The NSQIP is an ongoing quality-management initiative that applies the methods developed and validated by the NVASRS to all the VAMCs that perform major surgery. Peers using the results at each medical center provide feedback primarily through an annual evaluation. The generation of an annual report is distributed to the chief of surgery, the director, the chief of staff of each VAMC, and the chief medical officer of each Veterans Integrated Service Networks (VISN). This report for each facility is designed to allow the providers to compare their volume, patient risk profiles, and risk-adjusted outcomes to the national average and to the averages in their peer group of hospitals. Each hospital is identified by a specific code known only to the providers and managers at that hospital and the chief medical officer of the VISN (Ball, Weaver, & Kiel, 2004).
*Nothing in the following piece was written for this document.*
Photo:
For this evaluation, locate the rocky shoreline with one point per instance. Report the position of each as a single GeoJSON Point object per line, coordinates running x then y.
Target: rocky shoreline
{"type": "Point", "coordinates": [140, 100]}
The NSQIP has developed a set of guidelines to help the providers conduct structured internal reviews to identify problems in the quality of their surgical care. Through an ongoing dialogue with the chief medical officers, the NSQIP provides management with advice regarding reviews of problematic surgical services and expertise in conducting external reviews and site visits. Surgical community has been fearful that the information in the NSQIP will be used against those surgical services with higher-than-expected outcomes in a punitive manner by administrative managers without sophisticated knowledge of surgical practice. The executive committee of the NSQIP has worked hard to educate all the participants in the NSQIP that the intent of the program is for overall quality improvement in surgical practice in the VHA.

References

Best, W., Khuri, S., & Phelan, M. (2002). The Department of Veterans Affairs’ NSQIP: The first national, validated, outcome-based, risk-adjusted, and peer-controlled program for the measurement and
enhancement of the quality of surgical care. National VA Surgical Quality Improvement Program. 194(3), 257-266. Retrieved from http://www.ncbi.nlm.nih.gov/pmc/articles/PMC1191523/pdf/annsurg00008-0067.pdf

Ball, M., Weaver, C., & Kiel, J. (2004). Healthcare Information Management Systems: Cases, Strategies and Solutions (3rd ed), 277-278.